Esas No: 2013/7673
Karar No: 2013/8050
Yargıtay 16. Hukuk Dairesi 2013/7673 Esas 2013/8050 Karar Sayılı İlamı
"İçtihat Metni"
MAHKEMESİ :ASLİYE HUKUK MAHKEMESİ
Taraflar arasında görülen dava sonucunda verilen hükmün Yargıtay"ca incelenmesi istenilmekle; temyiz isteğinin süresinde olduğu anlaşıldı, inceleme raporu ve dosyadaki belgeler okundu, GEREĞİ GÖRÜŞÜLDÜ:
Yargıtay bozma ilamında özetle; çekişme konusu taşınmazların davacının babasından kaldığı ve davacı tarafından kullanıldığı ancak davacıya intikal konusunda mahalli bilirkişiler ve tanıklarca bir açıklama yapılmadığı, davacının murisi ..."nin başka mirasçılarınında olması nedeniyle mirasçıların terekeye elbirliği ile sahip bulundukları, davalı Hazinenin üçüncü kişi durumunda olduğu ve davacının tek başına davayı açma ehliyetinin olmadığı" hususlarına değinilmiştir. Mahkemece bozma ilamına uyularak yapılan yargılama sonunda davanın dava şartı yokluğu nedeniyle reddine karar verilmiş; hüküm, davacı ... tarafından temyiz edilmiştir.
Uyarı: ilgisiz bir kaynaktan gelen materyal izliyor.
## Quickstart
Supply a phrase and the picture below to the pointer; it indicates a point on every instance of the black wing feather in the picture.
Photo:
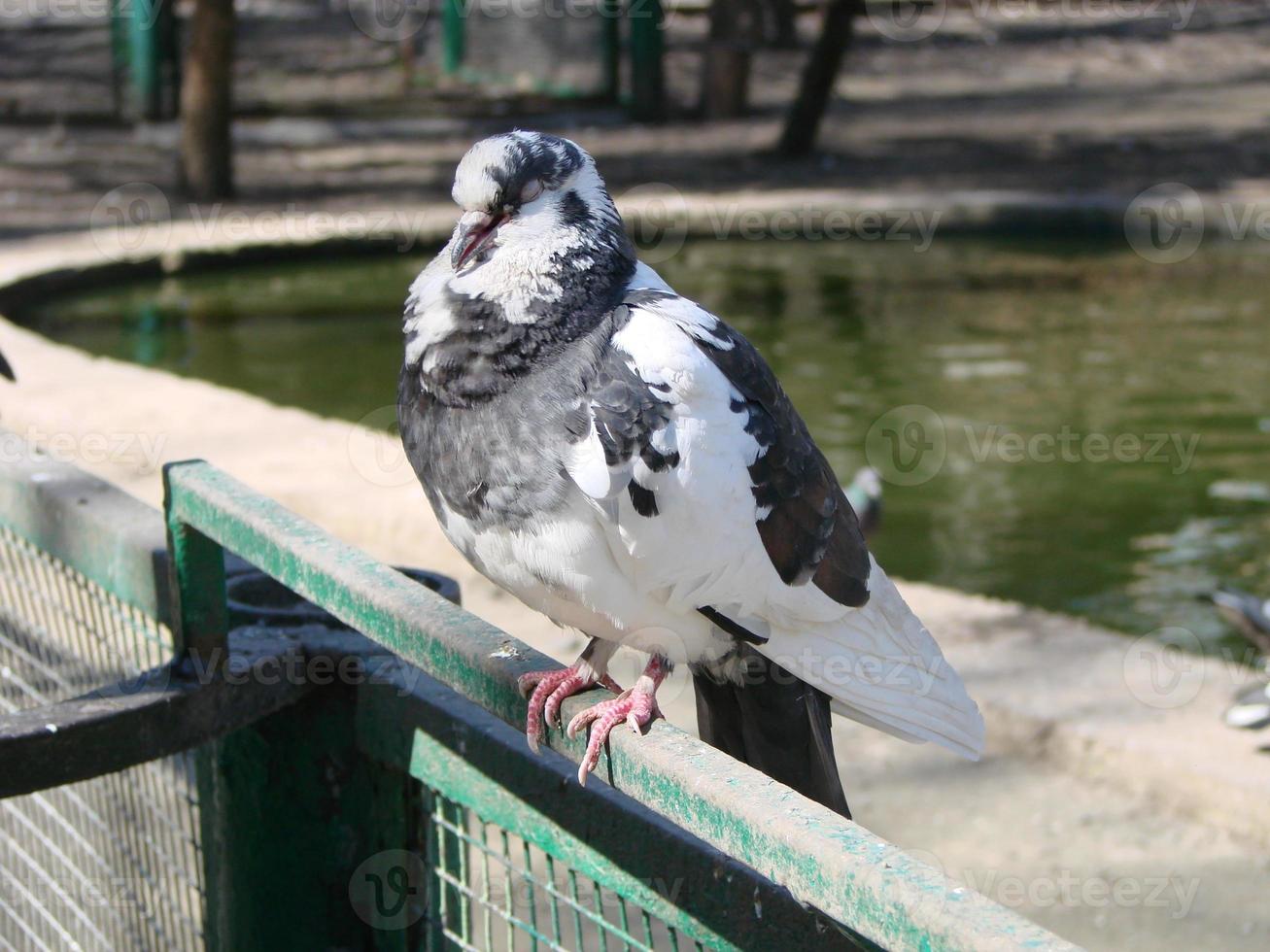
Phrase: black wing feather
(810, 532)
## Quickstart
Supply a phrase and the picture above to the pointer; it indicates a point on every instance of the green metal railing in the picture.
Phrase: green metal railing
(397, 805)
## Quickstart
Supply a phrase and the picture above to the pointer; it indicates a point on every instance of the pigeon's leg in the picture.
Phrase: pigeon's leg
(551, 687)
(636, 706)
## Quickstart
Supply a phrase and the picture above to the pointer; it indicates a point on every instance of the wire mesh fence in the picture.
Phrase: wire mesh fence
(112, 862)
(497, 893)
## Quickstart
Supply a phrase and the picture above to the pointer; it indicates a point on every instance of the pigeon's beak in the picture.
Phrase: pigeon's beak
(474, 232)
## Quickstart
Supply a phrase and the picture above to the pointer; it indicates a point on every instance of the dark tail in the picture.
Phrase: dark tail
(773, 723)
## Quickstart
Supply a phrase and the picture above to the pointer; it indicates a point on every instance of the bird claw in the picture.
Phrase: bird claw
(546, 692)
(635, 706)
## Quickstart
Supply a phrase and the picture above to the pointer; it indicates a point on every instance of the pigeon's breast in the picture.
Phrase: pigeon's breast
(495, 463)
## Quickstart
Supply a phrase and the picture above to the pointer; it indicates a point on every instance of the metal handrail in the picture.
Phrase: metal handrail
(831, 864)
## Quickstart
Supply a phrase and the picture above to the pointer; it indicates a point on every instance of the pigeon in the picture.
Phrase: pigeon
(865, 497)
(625, 462)
(1252, 617)
(1248, 613)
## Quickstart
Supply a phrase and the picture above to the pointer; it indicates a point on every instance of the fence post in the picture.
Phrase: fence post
(152, 58)
(289, 807)
(648, 84)
(452, 36)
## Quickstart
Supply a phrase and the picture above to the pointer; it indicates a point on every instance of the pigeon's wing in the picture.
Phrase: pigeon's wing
(710, 487)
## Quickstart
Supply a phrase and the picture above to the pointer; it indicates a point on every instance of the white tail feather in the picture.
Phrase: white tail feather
(880, 666)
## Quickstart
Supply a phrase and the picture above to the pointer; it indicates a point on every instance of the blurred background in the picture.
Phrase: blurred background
(1025, 172)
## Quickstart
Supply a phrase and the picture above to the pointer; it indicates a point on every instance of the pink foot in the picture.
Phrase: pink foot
(550, 690)
(636, 706)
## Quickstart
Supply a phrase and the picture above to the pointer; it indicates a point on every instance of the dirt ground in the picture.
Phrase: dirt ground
(997, 99)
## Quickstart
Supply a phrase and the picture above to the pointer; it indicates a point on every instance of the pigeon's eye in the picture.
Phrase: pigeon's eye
(531, 190)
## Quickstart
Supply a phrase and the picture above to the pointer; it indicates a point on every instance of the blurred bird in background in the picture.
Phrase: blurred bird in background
(1252, 619)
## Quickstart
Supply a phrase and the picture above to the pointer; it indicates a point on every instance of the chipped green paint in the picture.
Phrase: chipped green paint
(834, 865)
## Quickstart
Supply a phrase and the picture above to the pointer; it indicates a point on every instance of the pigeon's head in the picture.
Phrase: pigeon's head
(529, 191)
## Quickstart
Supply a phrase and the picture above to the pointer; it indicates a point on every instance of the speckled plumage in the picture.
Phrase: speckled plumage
(624, 460)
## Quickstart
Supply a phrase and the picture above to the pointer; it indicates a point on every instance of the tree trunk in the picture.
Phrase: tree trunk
(206, 103)
(807, 111)
(725, 69)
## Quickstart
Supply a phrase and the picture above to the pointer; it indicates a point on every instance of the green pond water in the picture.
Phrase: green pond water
(1067, 425)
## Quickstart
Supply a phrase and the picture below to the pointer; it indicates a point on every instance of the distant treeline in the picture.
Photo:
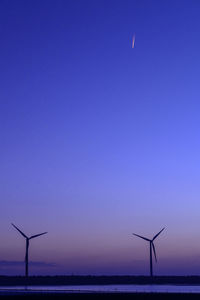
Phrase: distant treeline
(99, 280)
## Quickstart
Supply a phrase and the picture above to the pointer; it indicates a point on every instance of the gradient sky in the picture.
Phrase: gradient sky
(99, 140)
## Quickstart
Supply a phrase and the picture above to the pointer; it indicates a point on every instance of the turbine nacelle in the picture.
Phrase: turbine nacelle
(25, 236)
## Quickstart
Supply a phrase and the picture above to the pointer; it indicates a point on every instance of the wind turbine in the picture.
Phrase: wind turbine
(27, 245)
(151, 244)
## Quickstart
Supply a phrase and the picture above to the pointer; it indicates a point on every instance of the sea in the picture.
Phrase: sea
(123, 288)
Davacı, ham toprak vasfı ile Hazine adına tespit ve tescil edilen taşınmazların kendi zilyetliğinde olduğu iddiası ile dava açmıştır. Keşif sırasında dinlenen yerel bilirkişi ve tanıklar da taşınmazların davacıya ait olduğunu ve ona da babası ..."den kaldığını beyan etmişlerdir. Mahkemece davanın kabulüne ilişkin verilen karar her ne kadar Yargıtay 8. Hukuk Dairesi"nin 07.05.2012 tarih ve 2012/1562-3862 sayılı ilamı ile yukarıda açıklanan gerekçelerle bozulmuş ise de; Yargıtay bozma ilamından sonra yeniden yapılan yargılama aşamasında davacı; Yargıtay bozma kararına direnilmesini aksi takdirde delillerini bildirmek için süre verilmesini talep etmiştir. Mahkemece davacının, taşınmazda diğer mirasçıların hak sahibi olmadıkları yönünde yeniden delil bildirme yönündeki bu talebi değerlendirilmeksizin karar verilmesi isabetsiz olduğu gibi, davacının ve keşif sırasında beyanına başvurulan yerel bilirkişi ve tanıkların kesinlik ifade etmeyen ve açıklattırılmaya muhtaç beyanları ile yetinilerek karar verilmesi de isabetsizdir. Bilindiği gibi 6100 sayılı HMK"nın 31. maddesi hakime davayı aydınlatma görevi vermiş olup, anılan yasa maddesi aynen "hakim maddi veya hukuki açıdan belirsiz yahut çelişkili gördüğü hususlar hakkında, taraflara açıklama yaptırabilir; soru sorabilir; delil gösterilmesini isteyebilir." hükmünü içermektedir. Hal böyle olunca mahkemece davacı tarafa dava dilekçesi açıklattırılarak taksim olgusuna ya da taşınmazın murisin sağlığında kendisine devredildiği iddiasına dayanıp dayanmadığı sorulmalı, bu iddialara dayanması halinde yerel bilirkişi ve tanıklar tekrar dinlenerek çekişme konusu taşınmazların ne şekilde davacıya intikal ettiği araştırılmalı, davacının bu konuda göstereceği yeni deliller de değerlendirilmelidir. Bu şekilde yapılacak araştırma sonunda çekişmeli taşınmazın murisin terekesine dahil olduğu ve taksim edilmediği sonucuna varılması halinde bozma ilamında açıklanan şekilde hüküm kurulmalı, aksi takdirde tüm deliller birlikte değerlendirilerek işin esası hakkında bir karar verilmelidir. Davacının temyiz itirazları açıklanan nedenlerle yerinde bulunduğundan kabulüyle hükmün BOZULMASINA, peşin yatırılan temyiz karar harcının talep halinde davacıya iadesine, 13.09.2013 günü oybirliği ile karar verildi.